Free broadband in Huntingdon could attract entrepreneurs from Penn State University 30 miles away. Huntingdon’s hollowed out business district might begin humming with startup companies. Coffee shops and boutiques would follow.
Other initiatives could also help to pull central Pennsylvania into the digital age, including a first-of-its-kind Federal Communications Commission auction in July. The lowest bidders will receive $1.98 billion in government aid over 10 years to build out the digital infrastructure in rural areas of the country, including Huntingdon.
In the meantime, the Gillios are house hunting.
Fire companies and fish fries
Mr. Drenning, a union pipefitter in addition to a fire chief, says he has more pressing communication concerns than his heart rhythm. Huntingdon County is switching to digital emergency dispatch, but his fire company hasn’t been able to pay to upgrade radios to receive the new signal.
Of 16 fire companies in the county, all volunteer, only four received grant money for the switch, said Huntingdon County 911 Director Chris Stevens.
“It’s going to put a huge strain on them,” Mr. Stevens said. “Some of them are going to have to shut the doors.”

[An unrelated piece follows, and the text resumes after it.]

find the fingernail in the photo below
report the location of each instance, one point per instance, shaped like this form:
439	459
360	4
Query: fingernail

Robertsdale is among the fire companies with precarious finances, depending on regular fish fries, spaghetti dinners and raffles to keep the station lights on.

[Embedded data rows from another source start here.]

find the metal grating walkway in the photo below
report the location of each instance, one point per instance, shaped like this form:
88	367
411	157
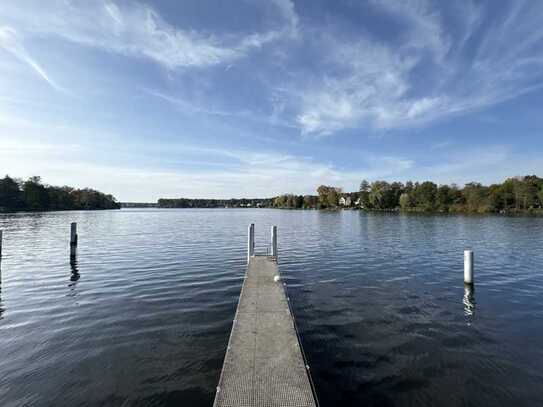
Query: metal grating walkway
263	365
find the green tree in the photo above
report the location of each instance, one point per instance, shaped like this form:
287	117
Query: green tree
11	197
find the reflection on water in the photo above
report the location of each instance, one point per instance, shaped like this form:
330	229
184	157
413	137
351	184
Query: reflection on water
144	315
74	277
1	304
469	301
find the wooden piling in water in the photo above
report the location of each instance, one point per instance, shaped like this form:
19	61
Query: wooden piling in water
73	241
274	242
264	363
468	266
250	242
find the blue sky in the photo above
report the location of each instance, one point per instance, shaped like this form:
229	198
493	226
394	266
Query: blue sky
255	98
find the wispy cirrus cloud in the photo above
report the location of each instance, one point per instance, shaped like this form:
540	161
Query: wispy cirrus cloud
138	30
379	83
12	43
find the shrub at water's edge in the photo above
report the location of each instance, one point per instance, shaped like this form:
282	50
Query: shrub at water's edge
515	195
32	195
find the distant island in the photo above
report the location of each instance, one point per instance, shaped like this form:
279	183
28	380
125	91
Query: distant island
515	195
33	195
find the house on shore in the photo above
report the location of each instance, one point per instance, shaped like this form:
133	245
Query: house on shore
345	201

Bad news came a few months ago when the Federal Emergency Management Agency turned down the company’s application for a grant to cover the cost of upgrading to digital from low-band communications, a technology that cities such as Pittsburgh dropped several years ago.
Big parts of America don’t yet know the educational, economic and public safety improvements the internet offers, 23 years after the first glimpse of the world wide web, said Paul Goodman, interim telecommunications director at the Greenling Institute, an Oakland, Calif.-based policy research nonprofit.

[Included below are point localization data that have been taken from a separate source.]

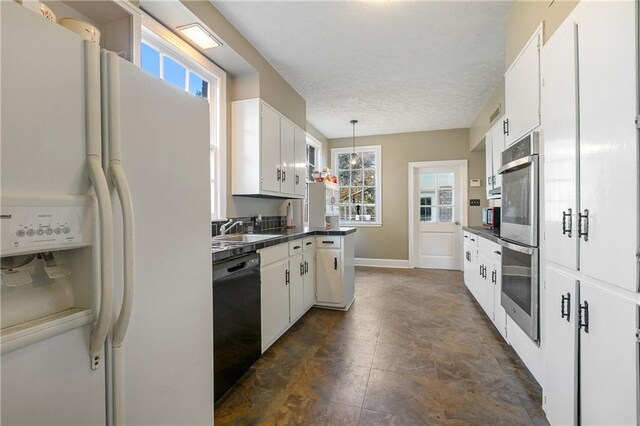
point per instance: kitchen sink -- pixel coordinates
(245, 238)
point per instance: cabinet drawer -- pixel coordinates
(490, 249)
(273, 254)
(295, 247)
(471, 238)
(308, 244)
(328, 242)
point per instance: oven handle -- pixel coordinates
(518, 164)
(515, 247)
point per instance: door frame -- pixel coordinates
(413, 222)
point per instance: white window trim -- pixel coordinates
(161, 38)
(318, 147)
(334, 166)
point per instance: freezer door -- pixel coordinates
(43, 150)
(168, 348)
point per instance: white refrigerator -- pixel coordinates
(106, 294)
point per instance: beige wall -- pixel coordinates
(324, 154)
(390, 241)
(524, 17)
(481, 124)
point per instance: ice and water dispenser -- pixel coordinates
(47, 269)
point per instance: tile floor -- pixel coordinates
(415, 348)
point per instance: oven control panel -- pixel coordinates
(44, 223)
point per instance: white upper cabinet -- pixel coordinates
(270, 167)
(266, 152)
(522, 91)
(559, 135)
(287, 157)
(608, 142)
(494, 142)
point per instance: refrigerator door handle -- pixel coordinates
(112, 75)
(99, 181)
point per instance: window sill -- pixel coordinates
(361, 225)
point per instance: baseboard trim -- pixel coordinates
(382, 263)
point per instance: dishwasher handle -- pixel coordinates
(235, 266)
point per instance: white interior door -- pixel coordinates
(439, 204)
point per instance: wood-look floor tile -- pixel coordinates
(298, 410)
(415, 397)
(377, 418)
(332, 380)
(347, 349)
(408, 359)
(415, 348)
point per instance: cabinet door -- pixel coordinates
(329, 283)
(560, 356)
(310, 279)
(287, 157)
(269, 149)
(489, 162)
(274, 293)
(485, 286)
(608, 359)
(471, 269)
(522, 91)
(559, 136)
(608, 146)
(296, 287)
(300, 161)
(497, 146)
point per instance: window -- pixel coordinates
(360, 185)
(436, 197)
(313, 163)
(165, 55)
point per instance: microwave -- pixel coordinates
(491, 217)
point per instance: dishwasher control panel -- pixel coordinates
(44, 223)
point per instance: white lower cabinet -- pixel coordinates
(285, 280)
(608, 358)
(335, 271)
(482, 275)
(296, 288)
(309, 262)
(471, 262)
(591, 353)
(274, 299)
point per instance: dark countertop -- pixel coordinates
(489, 234)
(235, 249)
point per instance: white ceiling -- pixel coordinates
(394, 66)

“We have enormous rural areas where no one is providing service or it’s very shoddy service,” Mr. Goodman said. “We’ve really lost sight of how creative the world could be, what people could be doing.”
Mr. Drenning remembers the time a fire chief from a neighboring company was unable to summon help with a low-band portable radio after falling through the roof of a burning house into the basement. Luckily, his injuries were not life-threatening.
Now, Robertsdale is scrambling to come up with $80,000 for new equipment, almost equal to the fire company’s annual budget of $90,000.
The iPads go blank
The sun was setting on a recent spring day in Robertsdale, a village in southwest Huntingdon County. About 35 people had turned out for a night of bingo, fried fish sandwiches and chicken tenders at the fire company’s social hall.
It was a good crowd, Mr. Drenning said. Inside a Robertsdale fire engine truck and ambulance are iPads loaded with the latest software, where details of an emergency call — with maps and pictures — light up the screen.
The technology is standard in larger cities, allowing first-responders to more quickly identify the origin and nature of an emergency than is possible with the dog-eared, typewritten pages of the past.
But Robertsdale’s spotty wireless — only 45 percent of the company’s 24-square-mile service area has a cell phone connection — means the iPads go blank almost as soon as the vehicles pull out of the station.
Maybe it would have been better not to have even known about such advancements, Mr. Drenning said.
“I almost wish we’d never have seen what we could’ve had,” he said.